Sunday, 1 April 2018

On The Subject Of New Beginnings


Highlights of my day, this Easter weekend.  First, a story, that I forwarded to a couple of friends, under the notation: “In all the turmoil of the times, a healthy note”:

It seems a female CNN journalist heard about a very old Jewish man who had been going to the Western Wall to pray, twice a day, every day, for a long, long time. So she went to check it out. She went to the Western Wall and there he was, walking slowly up to the holy site.
She watched him pray and after about 45 minutes, when he turned to leave, using a cane and moving very slowly, she approached him for an interview.
“Pardon me, sir, I’m Rebecca Smith from CNN. What’s your name?”
“Morris Feinberg,” he replied. 
“Sir, how long have you been coming to the Western Wall and praying?”
“For about 60 years.”
“60 years! That’s amazing! What do you pray for?”
“I pray for peace between the Christians, the Jews and the Muslims. I pray for all the wars and all the hatred to stop. I pray that politicians tell us the truth and put the interests of the people ahead of their own interests.”
“How do you feel after doing this for 60 years?”
“Like I’m talking to a wall.”

(provided by  Betty Freauf)


2) This evening I sent an email to one of said friends, who had sent me some info in followup to an article on a threat to the vaccine industry (the ability of wild oregano oil to kill all manner of diseases - viruses, bacteria, parasites, fungi; etc. etc. etc.; which I likened to my friend to colloidal silver, a similar substance that I had come across many years ago).   My brief response to my friend:

“The whole medical-pharmaceutical-government complex needs to go.  But: another story.”

Ah yes.  The story of Big Pharma.  A particular sore subject for me.  And then later on this same day in life that I penned this brief utterance off to my friend, I came across two articles in my emails on this sore subject: one on how “Big Pharma Paid Millions in Secret Settlements After Antidepressants Linked to Mass Murder,” and the other on dealing with high blood pressure in a natural way, which has been blocked for years and years, because of....  guess who.

My email to my friend went on:      

“You obviously are doing well for yourself.  Sounds like a nice community to live in.  Here, other than the Nextdoor email network, there's not much of a sense of community.  But I was impressed with a post there just the other day by someone who a) was new to the area and b) asked for leads to volunteer jobs in the area, and got a number of good leads on that 'front'.  So there has been more going on, of a 'nice' nature, than I was aware of.  I know there are a number of churches that engage in offering free meals; so that's always a good sign of 'caring and sharing'. Although it has attracted a huge number of down-and-outers.  I never knew there were so many of my fellow citizens hurting so badly on that score, until I began seeing so many people living homeless, and camping out on the streets all around the downtown area (with varying degrees of imagination for their 'living space').  What a tragedy.  I have to steel my mind against it all, to get through my day, or I would be done in by it all.”
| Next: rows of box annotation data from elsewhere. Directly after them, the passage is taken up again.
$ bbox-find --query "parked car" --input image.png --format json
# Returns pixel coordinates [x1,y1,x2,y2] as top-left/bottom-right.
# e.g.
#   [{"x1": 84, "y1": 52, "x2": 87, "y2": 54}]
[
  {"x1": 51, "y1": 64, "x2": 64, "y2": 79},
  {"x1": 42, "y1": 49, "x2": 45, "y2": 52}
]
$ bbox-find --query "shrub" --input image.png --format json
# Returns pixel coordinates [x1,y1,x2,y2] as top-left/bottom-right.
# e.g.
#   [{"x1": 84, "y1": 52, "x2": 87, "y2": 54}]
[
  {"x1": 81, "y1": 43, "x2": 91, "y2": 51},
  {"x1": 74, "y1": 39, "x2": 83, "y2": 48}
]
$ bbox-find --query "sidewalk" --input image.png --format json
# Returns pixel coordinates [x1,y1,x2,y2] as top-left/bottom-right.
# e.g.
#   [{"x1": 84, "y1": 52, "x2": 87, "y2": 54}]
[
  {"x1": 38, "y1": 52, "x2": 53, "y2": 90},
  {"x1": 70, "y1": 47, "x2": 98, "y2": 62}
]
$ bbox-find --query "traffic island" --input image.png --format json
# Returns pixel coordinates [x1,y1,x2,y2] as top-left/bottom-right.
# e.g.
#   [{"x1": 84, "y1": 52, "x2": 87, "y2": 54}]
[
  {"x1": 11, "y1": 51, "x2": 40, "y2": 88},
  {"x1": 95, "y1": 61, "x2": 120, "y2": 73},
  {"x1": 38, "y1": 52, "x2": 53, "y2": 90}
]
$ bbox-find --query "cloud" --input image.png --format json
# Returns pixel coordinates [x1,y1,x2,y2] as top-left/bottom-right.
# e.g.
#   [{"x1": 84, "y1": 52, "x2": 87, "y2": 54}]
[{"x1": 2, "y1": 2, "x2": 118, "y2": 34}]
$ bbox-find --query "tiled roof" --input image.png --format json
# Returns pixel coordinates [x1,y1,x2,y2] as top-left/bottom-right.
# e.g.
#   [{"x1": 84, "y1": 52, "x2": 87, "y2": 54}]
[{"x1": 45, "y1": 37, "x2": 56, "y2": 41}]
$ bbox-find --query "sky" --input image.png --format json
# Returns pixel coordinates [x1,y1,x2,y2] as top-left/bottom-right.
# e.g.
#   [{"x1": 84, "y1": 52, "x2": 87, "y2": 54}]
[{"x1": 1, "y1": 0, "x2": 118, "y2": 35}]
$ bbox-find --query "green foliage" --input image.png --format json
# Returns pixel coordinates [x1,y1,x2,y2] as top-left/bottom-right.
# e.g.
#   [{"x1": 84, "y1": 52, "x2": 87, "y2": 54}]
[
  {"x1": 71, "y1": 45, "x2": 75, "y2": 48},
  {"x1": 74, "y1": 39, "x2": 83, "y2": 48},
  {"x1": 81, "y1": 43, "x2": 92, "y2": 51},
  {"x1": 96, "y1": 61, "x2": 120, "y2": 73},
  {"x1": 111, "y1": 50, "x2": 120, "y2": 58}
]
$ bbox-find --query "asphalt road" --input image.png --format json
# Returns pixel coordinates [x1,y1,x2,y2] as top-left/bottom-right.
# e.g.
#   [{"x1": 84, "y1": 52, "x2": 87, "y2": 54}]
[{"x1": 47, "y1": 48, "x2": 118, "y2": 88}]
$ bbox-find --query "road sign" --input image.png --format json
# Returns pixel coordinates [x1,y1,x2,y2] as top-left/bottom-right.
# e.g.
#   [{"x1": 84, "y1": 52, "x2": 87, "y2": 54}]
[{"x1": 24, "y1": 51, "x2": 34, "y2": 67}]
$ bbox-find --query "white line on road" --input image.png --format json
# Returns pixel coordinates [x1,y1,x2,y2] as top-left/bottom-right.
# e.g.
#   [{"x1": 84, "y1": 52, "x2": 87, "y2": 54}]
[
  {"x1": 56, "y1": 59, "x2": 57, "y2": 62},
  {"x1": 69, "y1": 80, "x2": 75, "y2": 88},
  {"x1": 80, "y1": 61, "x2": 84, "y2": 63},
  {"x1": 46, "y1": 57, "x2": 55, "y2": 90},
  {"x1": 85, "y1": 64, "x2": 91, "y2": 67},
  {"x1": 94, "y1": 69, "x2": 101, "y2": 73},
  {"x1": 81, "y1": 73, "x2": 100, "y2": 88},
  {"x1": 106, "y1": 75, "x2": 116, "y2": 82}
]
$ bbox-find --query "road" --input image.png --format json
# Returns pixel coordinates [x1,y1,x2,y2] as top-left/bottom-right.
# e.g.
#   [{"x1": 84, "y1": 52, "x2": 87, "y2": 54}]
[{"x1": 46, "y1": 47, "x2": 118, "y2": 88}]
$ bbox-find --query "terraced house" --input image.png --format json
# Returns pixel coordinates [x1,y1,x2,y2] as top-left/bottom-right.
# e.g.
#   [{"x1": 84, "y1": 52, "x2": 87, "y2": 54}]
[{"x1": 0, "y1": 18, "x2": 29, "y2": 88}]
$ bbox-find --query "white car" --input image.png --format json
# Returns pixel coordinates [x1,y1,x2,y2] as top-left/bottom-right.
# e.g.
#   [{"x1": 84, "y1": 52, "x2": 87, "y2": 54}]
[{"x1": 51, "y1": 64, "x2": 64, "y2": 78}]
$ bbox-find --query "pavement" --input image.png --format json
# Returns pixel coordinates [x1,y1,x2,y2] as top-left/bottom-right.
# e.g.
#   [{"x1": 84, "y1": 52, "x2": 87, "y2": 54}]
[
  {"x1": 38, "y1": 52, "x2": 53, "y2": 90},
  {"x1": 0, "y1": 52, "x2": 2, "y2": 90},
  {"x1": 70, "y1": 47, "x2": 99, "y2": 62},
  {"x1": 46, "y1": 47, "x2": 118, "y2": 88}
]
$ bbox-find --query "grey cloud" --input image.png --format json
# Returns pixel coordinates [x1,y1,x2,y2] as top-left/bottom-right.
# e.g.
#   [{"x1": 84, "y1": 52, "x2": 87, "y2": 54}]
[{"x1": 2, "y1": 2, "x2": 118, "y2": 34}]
We are, then, in summing up, living in a horrendous ‘reality’.

I want it to stop.

And there is one specific way to make that happen.

Which is to release our fixation on ‘money’.  On ‘making money’.  As an end in itself.  Rather than as the means to an end that it more properly is. 
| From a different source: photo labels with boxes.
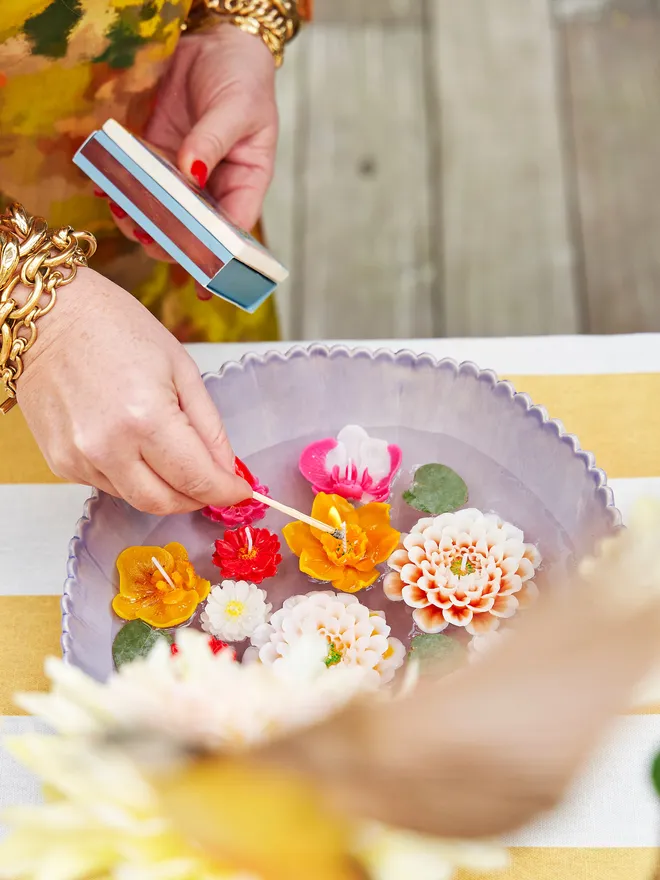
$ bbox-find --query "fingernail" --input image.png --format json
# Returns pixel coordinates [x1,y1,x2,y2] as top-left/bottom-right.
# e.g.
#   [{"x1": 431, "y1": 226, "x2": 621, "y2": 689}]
[
  {"x1": 190, "y1": 159, "x2": 209, "y2": 189},
  {"x1": 133, "y1": 226, "x2": 154, "y2": 244},
  {"x1": 110, "y1": 202, "x2": 128, "y2": 220}
]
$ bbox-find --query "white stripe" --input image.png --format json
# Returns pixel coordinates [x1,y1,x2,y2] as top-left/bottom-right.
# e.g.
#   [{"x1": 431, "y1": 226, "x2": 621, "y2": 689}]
[
  {"x1": 507, "y1": 715, "x2": 660, "y2": 847},
  {"x1": 187, "y1": 333, "x2": 660, "y2": 378},
  {"x1": 0, "y1": 483, "x2": 90, "y2": 596},
  {"x1": 0, "y1": 717, "x2": 46, "y2": 839},
  {"x1": 0, "y1": 715, "x2": 660, "y2": 847}
]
The end, of creating community. 

And another story of the day - as if right on cue - is how many of ‘the elite’ are planning on slipping away into their underground lodgings, to weather the storm, and count on their cryptocurrencies to see them through to the other side of the unknown, while the U.S. dollar goes kerplunk, because of geopolitical matters coming to a head, with the stock market expected to crash.  And for something else to ‘grow up’ after that.

And I hope, and trust, that that is us.